I read a recent article written by Brad, “Men are too short sighted women are too complacent”, http://draginol.joeuser.com/article/335427/Men_are_too_short_sighted_women_are_too_complacent , where he opined his observation of short sighted men, as well as how complacent women are. That is, unintelligent, uninteresting, and boring (same difference).
Let us look at this from a different angle, and discuss for a moment what exactly does a man want from a woman, other than the usual sexual encounter that is? We can pretend that the first thing the man will think of is… “I wonder how intelligent she is?” or we can be honest and know that he will be thinking…”Nice rack” or “Not bad looking, nice body…etc.” or something else about her looks. Let’s face it people, men are men; they will continue to be the way they are! And why not, it is what keeps our world interesting is it not?
There are those men who want a woman to be the blond bombshell stereotype: shapely, lots of hair, looks good on his arm, does everything he says, in essence she might as well be a doll, and dare I say a sex toy?!
Some men want the type they can take home to mom: still looks good on his arm, not too much make up, not more intelligent than him, wants babies and will stay home no matter what. He will happily marry her because she will have no aspiration to outdo him! (now I’m being insulting to my gender! Forgive me ladies, trying to make a point!)
And of course, there are those men who want the ideal woman, she is a mixture of the bombshell (not necessarily blonde), and the stay at home type, and she will have an opinion, seek out new things, but she will no matter what, let him be the ruler of their world because he is king of his castle after all! This is obviously not a nice way to think of any woman right?
But let us say that men think with their dicks no matter what; and women are only out to get what they can from a man because that is what they do! Then, predicatively, they become boring and uninteresting because they now have what they want, and are no longer interested in themselves or their lives for that matter! This gives the men the excuse to go outside their marriages in search of the next big perky tits and firm ass because wifey at home isn’t looking as good as she used to? (Have I insulted any men yet?)
Insults aside, then again, would that not be the predictable way to think about what a woman is and what a man is?
Now let us briefly examine why exactly would a woman become complacent?
I make no excuses, yes; there are those amongst my gender who have perhaps given up on their lives. Perhaps because they cannot muster the energy to do one more thing after all that they do for everyone else; whether that is at home, or work, or both!
There are also those in my gender who have let the daily happenings in their lives dictate their lack of interest in seeking…. anything. Some of us have given up. Some feel there is just no need to bother because they are just going around in circles anyway.
All that may be true, for some women, (even for some men!), but it is not a valid or fair prediction! It is pretty easy to say that a woman has become complacent but I would say the same of some men as well! (And that is not trying to give “tit for tat”)
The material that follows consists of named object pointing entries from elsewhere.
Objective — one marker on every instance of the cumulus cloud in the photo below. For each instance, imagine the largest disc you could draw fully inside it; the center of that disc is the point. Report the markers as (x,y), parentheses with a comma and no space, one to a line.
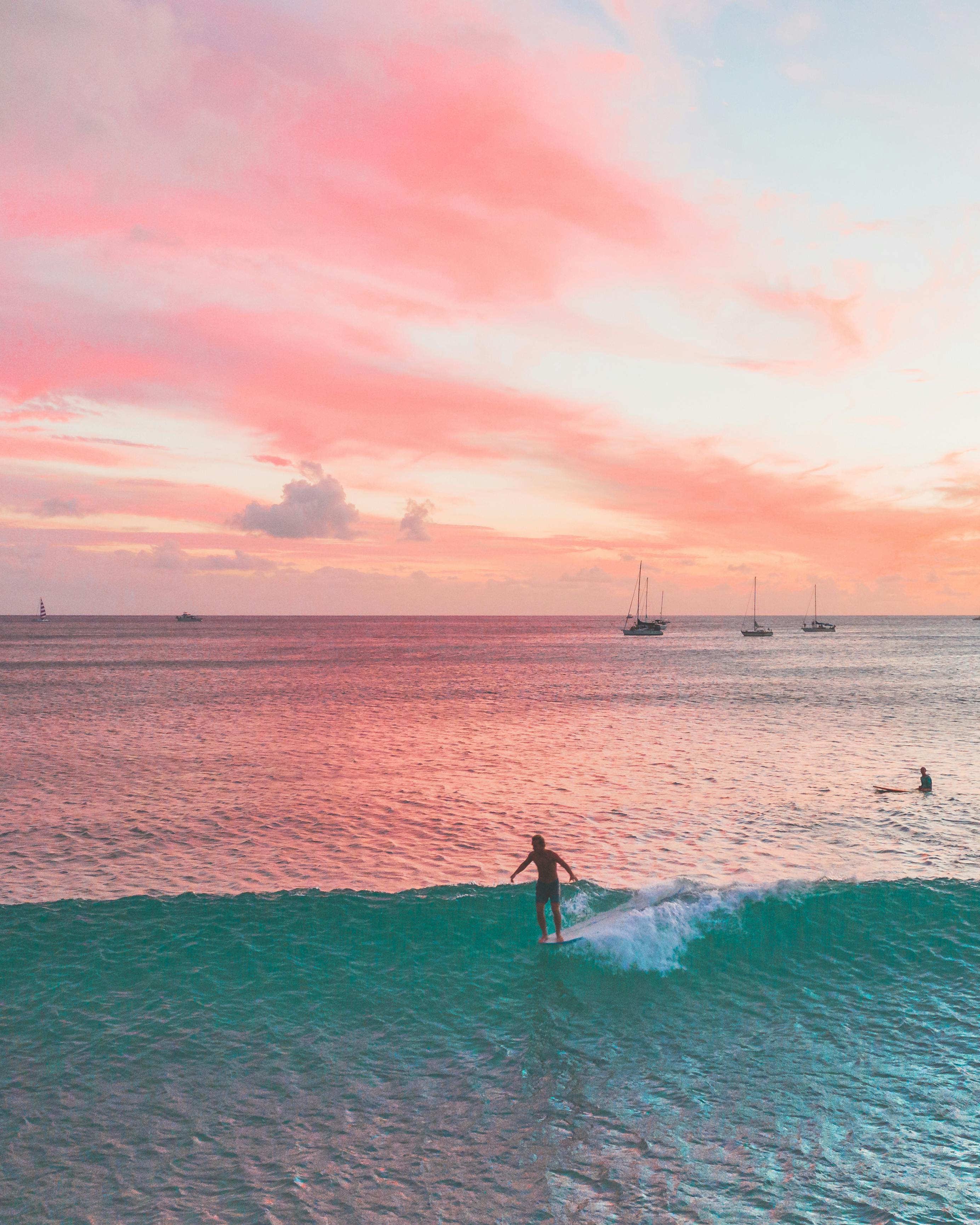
(589,575)
(53,508)
(415,525)
(315,508)
(170,555)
The women who do choose to get married (or involved and settled down) and whether they have children or not, of course their outlook will change! They would be really stupid to be on that one-track pony because they are older, and wiser, their focus will be on whatever is going on in their lives! They will talk about their children; they will talk about housework, exercising, and the food they like to eat, their habits, because it is what their focus is at that time. But who is to say that they don’t read books, or are not interested in what is going on in the world around them?
Perhaps because they are too busy caring for the men in their lives? After all, if it was not for the women in their lives, how could the CEO run his company? Who would take care of the finite details that are so necessary to have a happy and successful marriage and family life? Who is the glue that keeps the family unit going? To whom would the children look for guidance if mommy didn’t know how to be a mommy? Which she learned by being involved in the happenings of her daily life? And this is a woman being complacent….how?
I will attest that some women will become uninterested in themselves, yes, because sometimes, it is what being married, and especially, with children, does to a woman, because of her focus being only on the husband and the children. (Half the time if the man were less selfish, it would not be so.) It does take a woman being older, and wiser to their own needs that takes them out of being this way and leading this type of existence. Because they realize that it is OK for them to have a life of their own! Oh yes, there are 40 and older women who do live very interesting lives.